Selain itu, perlu adanya edukasi yang berkelanjutan agar masyarakat lebih sadar dan terlibat dalam upaya perlindungan lingkungan.
Dalam upaya menghadapi tantangan ini, sangat penting untuk melibatkan para ahli di berbagai bidang, seperti hidrologi, klimatologi, tata ruang, dan teknik sipil. Kontribusi mereka dalam merancang strategi pengelolaan sumber daya air, membangun infrastruktur yang tangguh terhadap perubahan iklim, serta mengembangkan sistem peringatan dini yang lebih efektif akan sangat menentukan keberhasilan dalam mengatasi banjir dan kekeringan dalam jangka panjang.

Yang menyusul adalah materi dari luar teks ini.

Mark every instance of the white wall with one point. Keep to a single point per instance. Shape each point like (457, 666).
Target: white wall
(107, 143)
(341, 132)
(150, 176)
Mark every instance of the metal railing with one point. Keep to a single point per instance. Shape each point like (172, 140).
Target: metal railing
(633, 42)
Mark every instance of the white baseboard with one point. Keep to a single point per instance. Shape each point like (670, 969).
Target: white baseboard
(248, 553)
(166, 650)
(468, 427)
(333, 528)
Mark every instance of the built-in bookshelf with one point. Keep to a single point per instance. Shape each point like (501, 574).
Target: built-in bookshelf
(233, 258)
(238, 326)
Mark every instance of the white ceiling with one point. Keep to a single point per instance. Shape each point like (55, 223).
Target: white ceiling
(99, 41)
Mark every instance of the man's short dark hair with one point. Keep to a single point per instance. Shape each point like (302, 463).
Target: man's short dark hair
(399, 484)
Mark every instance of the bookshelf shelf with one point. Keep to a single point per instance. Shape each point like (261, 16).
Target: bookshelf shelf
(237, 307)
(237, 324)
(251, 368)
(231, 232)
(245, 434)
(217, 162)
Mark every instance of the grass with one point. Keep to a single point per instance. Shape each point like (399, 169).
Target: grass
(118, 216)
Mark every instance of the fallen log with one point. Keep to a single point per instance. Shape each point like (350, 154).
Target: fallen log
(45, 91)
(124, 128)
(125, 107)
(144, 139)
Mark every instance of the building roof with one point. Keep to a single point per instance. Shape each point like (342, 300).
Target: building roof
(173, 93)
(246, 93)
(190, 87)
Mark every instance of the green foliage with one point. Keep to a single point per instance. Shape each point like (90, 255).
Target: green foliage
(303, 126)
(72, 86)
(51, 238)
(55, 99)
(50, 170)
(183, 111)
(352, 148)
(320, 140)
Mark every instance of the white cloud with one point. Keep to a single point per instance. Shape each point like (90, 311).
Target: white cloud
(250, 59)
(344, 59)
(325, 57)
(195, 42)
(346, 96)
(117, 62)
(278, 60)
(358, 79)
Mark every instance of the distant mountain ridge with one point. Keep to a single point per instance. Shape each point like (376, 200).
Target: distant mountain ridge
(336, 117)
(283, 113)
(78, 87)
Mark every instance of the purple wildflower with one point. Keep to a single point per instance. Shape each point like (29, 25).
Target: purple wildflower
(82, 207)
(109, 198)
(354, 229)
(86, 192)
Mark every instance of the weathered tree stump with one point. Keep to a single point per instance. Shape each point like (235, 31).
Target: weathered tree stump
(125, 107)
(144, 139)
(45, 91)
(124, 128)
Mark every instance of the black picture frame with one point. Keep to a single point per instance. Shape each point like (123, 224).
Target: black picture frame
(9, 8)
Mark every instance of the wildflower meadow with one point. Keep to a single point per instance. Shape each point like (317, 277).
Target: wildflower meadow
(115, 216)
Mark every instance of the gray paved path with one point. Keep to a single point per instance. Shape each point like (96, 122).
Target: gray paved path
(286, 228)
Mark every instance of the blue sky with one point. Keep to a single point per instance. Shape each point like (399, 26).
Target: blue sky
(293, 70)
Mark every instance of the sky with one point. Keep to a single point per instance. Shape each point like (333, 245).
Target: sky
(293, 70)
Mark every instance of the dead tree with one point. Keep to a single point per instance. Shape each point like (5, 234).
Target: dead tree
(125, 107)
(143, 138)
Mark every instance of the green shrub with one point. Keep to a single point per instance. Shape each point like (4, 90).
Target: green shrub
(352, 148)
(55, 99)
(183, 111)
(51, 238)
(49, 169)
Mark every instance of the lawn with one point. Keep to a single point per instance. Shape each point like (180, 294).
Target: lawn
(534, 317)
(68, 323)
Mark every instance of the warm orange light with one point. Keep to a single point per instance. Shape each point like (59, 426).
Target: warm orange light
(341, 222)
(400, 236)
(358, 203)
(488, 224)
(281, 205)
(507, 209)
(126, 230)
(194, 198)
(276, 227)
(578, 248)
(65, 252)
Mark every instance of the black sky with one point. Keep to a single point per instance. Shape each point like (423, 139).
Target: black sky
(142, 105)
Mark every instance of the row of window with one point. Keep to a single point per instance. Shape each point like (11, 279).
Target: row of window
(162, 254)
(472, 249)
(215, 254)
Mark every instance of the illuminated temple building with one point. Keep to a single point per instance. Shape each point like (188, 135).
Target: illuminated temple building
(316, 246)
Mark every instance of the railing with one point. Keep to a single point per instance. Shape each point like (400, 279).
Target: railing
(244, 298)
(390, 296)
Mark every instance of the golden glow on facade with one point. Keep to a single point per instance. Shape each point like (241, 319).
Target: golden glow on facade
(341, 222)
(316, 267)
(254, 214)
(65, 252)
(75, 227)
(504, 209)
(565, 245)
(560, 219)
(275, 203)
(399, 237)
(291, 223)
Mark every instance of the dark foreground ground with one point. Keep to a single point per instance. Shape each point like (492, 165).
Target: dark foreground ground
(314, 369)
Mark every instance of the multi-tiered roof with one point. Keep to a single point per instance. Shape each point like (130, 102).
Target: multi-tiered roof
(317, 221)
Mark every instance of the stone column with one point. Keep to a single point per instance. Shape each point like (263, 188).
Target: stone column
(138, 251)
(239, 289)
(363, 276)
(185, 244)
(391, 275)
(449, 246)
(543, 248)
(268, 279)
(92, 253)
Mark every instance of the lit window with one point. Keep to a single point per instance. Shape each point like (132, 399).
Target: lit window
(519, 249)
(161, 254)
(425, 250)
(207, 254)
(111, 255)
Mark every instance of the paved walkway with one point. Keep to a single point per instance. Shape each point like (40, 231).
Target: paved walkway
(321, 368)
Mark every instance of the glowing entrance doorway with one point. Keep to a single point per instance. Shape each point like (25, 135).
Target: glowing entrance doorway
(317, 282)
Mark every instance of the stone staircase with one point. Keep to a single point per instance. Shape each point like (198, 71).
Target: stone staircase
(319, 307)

Dengan pendekatan yang komprehensif, berbasis data, dan didukung oleh kebijakan yang kuat, Indonesia dapat mengurangi risiko bencana hidrometeorologi serta memastikan kesejahteraan masyarakat di tengah perubahan iklim yang semakin kompleks. Keberhasilan dalam menghadapi tantangan ini akan sangat bergantung pada kesadaran kolektif, inovasi teknologi, serta aksi nyata yang terus menerus dilakukan.
Komitmen jangka panjang dari semua pihak, termasuk peran aktif para ahli dan pemangku kepentingan, sangat diperlukan untuk menjaga keseimbangan ekosistem, memperkuat ketahanan wilayah, serta memastikan keberlanjutan kehidupan bagi generasi mendatang.